Тогда Гауденсио Текун открыл глаза, ощутил рядом убитого оленя, протянул руку и принялся гладить рыжие ресницы, темный нос, морду, зубы, черные рога, семь серых пятнышек на загривке, похожих на выжженное под маис поле, бока и припухлость в паху.
— Да ты, я смотрю, сам спятил! Где это видано, убитых зверей гладить? Не дури, идем, матушка одна с покойником и с Калистро.
Гауденсио Текун стряхнул забытье, открыл глаза пошире и медленно выговорил:
— Калистро лекаря не убивал.
— А ты откуда знаешь?
— Я его убил.
— Я сам видел, Калистро его тащил, а ты тут оленя стерег…
— Я лекаря убил, тебе все примерещилось.
— Ты оленя убил, а лекаря убил Калистро. Какое там примерещилось!… Все видели, все признают, а ему ничего не будет — он дурной.
Гауденсио Текун встал — он был пониже Уперто, — отряхнул штаны от земли и листьев, согнул руку, прижал к сердцу ладонь и сказал слово в слово:
— Лекарь и олень — одно. Я стрелял в оленя, убил лекаря, потому что они одно, так ты и знай.
— Не пойму я, ты получше объясни. Лекарь, значит, и олень… — Уперто поднял руки и соединил оба указательных пальца — получился вроде как бы один толстый палец из двух тонких.

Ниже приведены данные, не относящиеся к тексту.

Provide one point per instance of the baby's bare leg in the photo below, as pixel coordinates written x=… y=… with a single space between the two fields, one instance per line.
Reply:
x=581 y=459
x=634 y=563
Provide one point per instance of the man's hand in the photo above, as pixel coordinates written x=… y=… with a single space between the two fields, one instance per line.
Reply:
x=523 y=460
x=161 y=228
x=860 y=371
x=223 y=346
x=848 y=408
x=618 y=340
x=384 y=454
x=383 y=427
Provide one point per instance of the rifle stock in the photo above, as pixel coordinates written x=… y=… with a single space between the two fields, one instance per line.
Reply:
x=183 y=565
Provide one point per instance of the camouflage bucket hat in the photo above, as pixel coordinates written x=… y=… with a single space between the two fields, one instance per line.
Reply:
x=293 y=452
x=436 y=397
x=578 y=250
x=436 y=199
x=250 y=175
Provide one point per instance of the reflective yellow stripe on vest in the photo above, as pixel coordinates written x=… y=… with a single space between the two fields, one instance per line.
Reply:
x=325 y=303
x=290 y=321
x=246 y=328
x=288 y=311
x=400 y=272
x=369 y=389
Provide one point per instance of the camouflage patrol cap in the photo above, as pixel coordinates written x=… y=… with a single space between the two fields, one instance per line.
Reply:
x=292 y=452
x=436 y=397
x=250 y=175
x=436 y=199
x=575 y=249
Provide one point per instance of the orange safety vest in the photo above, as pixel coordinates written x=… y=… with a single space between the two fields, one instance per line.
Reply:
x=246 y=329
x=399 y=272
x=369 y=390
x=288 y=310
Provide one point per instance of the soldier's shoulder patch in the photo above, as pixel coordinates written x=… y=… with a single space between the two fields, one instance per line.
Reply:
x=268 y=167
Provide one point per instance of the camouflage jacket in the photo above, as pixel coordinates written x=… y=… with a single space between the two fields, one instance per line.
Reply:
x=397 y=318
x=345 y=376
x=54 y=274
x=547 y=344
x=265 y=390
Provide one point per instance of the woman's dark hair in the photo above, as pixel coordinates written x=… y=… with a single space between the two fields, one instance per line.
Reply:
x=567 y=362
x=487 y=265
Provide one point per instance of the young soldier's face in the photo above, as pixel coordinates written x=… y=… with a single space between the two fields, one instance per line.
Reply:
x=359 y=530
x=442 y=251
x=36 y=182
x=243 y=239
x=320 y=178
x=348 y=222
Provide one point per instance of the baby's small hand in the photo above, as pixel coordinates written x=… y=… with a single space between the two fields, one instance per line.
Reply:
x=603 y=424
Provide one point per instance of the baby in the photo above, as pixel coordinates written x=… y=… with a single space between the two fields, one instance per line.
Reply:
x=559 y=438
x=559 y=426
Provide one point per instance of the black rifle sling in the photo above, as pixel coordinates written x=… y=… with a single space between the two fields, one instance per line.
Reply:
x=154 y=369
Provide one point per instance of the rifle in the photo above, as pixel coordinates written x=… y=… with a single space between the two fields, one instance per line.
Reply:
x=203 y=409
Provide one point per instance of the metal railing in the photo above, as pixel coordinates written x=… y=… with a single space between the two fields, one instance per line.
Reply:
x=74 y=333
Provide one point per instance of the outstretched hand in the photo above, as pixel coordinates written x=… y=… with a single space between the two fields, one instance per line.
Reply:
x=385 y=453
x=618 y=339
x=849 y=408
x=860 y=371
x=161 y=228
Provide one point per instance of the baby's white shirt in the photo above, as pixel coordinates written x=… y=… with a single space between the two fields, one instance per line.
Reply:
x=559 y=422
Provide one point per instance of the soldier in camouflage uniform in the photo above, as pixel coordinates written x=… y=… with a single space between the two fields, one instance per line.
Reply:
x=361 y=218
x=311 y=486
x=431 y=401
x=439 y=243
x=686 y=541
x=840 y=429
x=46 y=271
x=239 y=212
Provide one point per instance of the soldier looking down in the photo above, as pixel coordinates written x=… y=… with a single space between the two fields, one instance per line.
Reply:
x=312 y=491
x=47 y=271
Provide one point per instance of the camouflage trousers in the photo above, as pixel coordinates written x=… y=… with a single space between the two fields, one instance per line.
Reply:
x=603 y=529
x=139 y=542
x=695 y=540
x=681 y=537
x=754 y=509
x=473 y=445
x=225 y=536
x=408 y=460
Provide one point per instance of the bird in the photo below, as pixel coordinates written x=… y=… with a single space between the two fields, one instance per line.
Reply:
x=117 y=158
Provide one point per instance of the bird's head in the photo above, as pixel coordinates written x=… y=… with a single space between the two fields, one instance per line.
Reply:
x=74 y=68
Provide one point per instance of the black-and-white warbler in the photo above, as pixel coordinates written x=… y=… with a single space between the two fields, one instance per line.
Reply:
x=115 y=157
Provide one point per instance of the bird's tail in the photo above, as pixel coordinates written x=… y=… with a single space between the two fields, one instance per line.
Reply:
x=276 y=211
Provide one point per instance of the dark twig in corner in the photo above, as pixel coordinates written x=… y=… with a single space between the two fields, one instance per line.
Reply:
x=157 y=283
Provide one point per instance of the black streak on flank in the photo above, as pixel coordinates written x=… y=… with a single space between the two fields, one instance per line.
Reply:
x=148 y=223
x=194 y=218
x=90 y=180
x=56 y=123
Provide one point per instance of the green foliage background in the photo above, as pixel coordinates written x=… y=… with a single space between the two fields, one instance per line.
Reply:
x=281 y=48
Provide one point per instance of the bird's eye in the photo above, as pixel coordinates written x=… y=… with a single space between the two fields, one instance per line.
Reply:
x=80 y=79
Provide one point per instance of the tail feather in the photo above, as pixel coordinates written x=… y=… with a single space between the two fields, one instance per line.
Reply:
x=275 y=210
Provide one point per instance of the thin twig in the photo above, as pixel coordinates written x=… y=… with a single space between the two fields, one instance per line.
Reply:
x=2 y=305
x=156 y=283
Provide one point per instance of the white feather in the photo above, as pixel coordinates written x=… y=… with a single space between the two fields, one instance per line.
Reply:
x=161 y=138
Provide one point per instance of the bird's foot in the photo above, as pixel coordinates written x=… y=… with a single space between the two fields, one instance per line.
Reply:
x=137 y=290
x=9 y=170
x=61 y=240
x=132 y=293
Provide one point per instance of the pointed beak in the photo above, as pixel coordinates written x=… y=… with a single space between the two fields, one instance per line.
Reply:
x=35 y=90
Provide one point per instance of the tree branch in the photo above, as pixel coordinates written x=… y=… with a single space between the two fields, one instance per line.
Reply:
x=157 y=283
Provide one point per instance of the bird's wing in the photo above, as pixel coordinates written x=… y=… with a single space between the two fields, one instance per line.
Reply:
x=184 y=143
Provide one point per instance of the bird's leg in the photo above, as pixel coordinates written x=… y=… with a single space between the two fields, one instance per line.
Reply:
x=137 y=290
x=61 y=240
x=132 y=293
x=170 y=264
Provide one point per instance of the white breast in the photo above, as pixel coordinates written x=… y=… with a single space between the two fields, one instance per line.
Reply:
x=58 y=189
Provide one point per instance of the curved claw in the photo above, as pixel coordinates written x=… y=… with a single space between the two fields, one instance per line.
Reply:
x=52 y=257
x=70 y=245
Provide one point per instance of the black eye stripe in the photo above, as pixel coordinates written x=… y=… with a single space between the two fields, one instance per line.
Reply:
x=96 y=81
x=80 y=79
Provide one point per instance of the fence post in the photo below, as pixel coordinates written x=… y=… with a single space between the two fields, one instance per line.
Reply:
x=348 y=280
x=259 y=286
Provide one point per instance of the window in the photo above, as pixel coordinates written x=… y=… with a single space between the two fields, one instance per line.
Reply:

— Нет. Один они палец. Не два. Один. Лекарь и олень, как ты и тень, ты и душа, ты и дыхание. Потому лекарь и говорил, когда матушка сверчком мучилась, что надо нам поймать оленя, чтобы вылечить ее. И когда Калистро спятил, он опять так сказал.
— Значит, говоришь, одно…
— Как капли в воде. Вздохнуть не успеешь, а лекарь уже в Другом месте…
— Оленем оборачивался. То-то он сразу узнал, когда касик умер, Гаспар Илом.
— Лучше так, легче. Лучше ему… Кто заболеет, его зовет, а он уже и тут с целебными травками. Пришел, поглядел и за лекарством скачет.
— А что ж Калистро его тащил?
— Вот так: Калистро (ходит там, рыщет, нашел его в лощине, а он оленем обернулся, побежал и под мою пулю угодил.
— Так-то оно так, только тут человека убитого нет. Он там, в лощине.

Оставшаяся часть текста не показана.